Subject: Re: Hacker Attack??? From: Rex Ballard Date: Tue, 5 Nov 1996 00:57:41 -0500 (EST)
How the Web Was Won
Subject: Re: Hacker Attack??? From: Rex Ballard Date: Tue, 5 Nov 1996 00:57:41 -0500 (EST)

	Rex Ballard - Director of Electronic Distribution
	http://cnj.digex.net/~rballard

On Thu, 24 Oct 1996, Jeff Perlman wrote:

> Alert:  Hacker attack?
> 
> Caution: the foregoing is unconfirmed and should be treated as speculation
> at this point.
> 
> This morning (PDT) the www.latimes.com  discovered that  people were not
> able to access the site or were experiencing a severe degradation in
> service. Investigation by our technical staff seems to point to some sort of
> hacker attack on our host, BBN. Evidence seems to point to a bunch of TCP/IP
> connections to our server there  being left open and multiplying
> simultaneously, never timing out, according to one of our systems people. I
> don't understand the technical side of this, so please don't bombard me with
> systems-oriented questions. I repeat that this is not yet confirmed
> officially, and I'm only posting this information to put others on guard.
> BBN is rebooting our server to try to clear the problem.

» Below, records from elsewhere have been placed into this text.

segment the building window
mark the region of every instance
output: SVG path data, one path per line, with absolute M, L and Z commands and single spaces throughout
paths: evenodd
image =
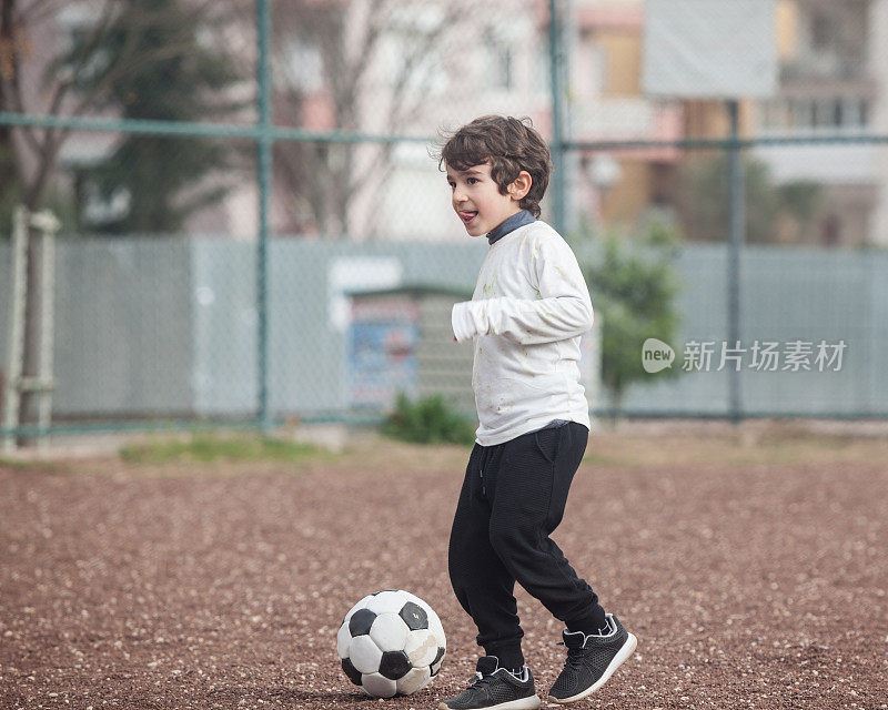
M 811 17 L 811 49 L 823 51 L 833 44 L 836 27 L 826 14 L 817 12 Z
M 512 45 L 496 37 L 493 30 L 487 30 L 484 33 L 484 47 L 487 50 L 490 88 L 511 91 L 515 88 Z

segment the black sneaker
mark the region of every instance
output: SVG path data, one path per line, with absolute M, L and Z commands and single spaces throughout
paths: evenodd
M 567 661 L 555 680 L 548 697 L 555 702 L 574 702 L 595 692 L 604 686 L 614 671 L 625 661 L 638 645 L 619 620 L 606 615 L 608 636 L 593 636 L 583 631 L 564 631 L 567 647 Z
M 518 680 L 498 666 L 496 656 L 480 658 L 472 684 L 455 698 L 438 704 L 438 710 L 536 710 L 541 701 L 531 669 L 525 666 L 524 680 Z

This is a rather interesting type of attack.  It resembles one where a
host was simulating different hosts in the return address and delivering
the impression that several hosts were involved.  It was ultimately traced
back to a Sprintlink connection.  No word on who the customer was, but
they had sufficient resources to have a Sprint Frame-relay connection, to
generate a substantial amount of traffic, and to override protections
normally enabled in routers such as Cisco and Wellfleet.

> Has this happened to you?
> --Jeff
> 
> 
>  We do know that somehow our server up at BBN needed to be rebooted this
> morning, apparently because of this incident.  

The nature of the attack is to create so many processes that the process
table fills up completely.  Ironically, the BBN host would have had to
return the TCP/IP handshake directly back to where it came from.
Otherwise the TCP/Connect would time out in a few seconds.  If the IP
address were faked, and the response was sent back to the faked address,
the host at the faked address would choke on the unsolicited response.

There is a possibility that someone posted a trojan horse as a Microsoft
Word web page.  It is possible to imbed an EXE file within a word
document.  This document, when viewed by Explorer will load the word
document, execute the exe file, and display the "result" to the user.

If the result is no message, or a nonsense message, the EXE file can sleep
until an opportune time and then start spontaneously attacking the
selected site.

This attack ia effective with Microsoft Mail as well.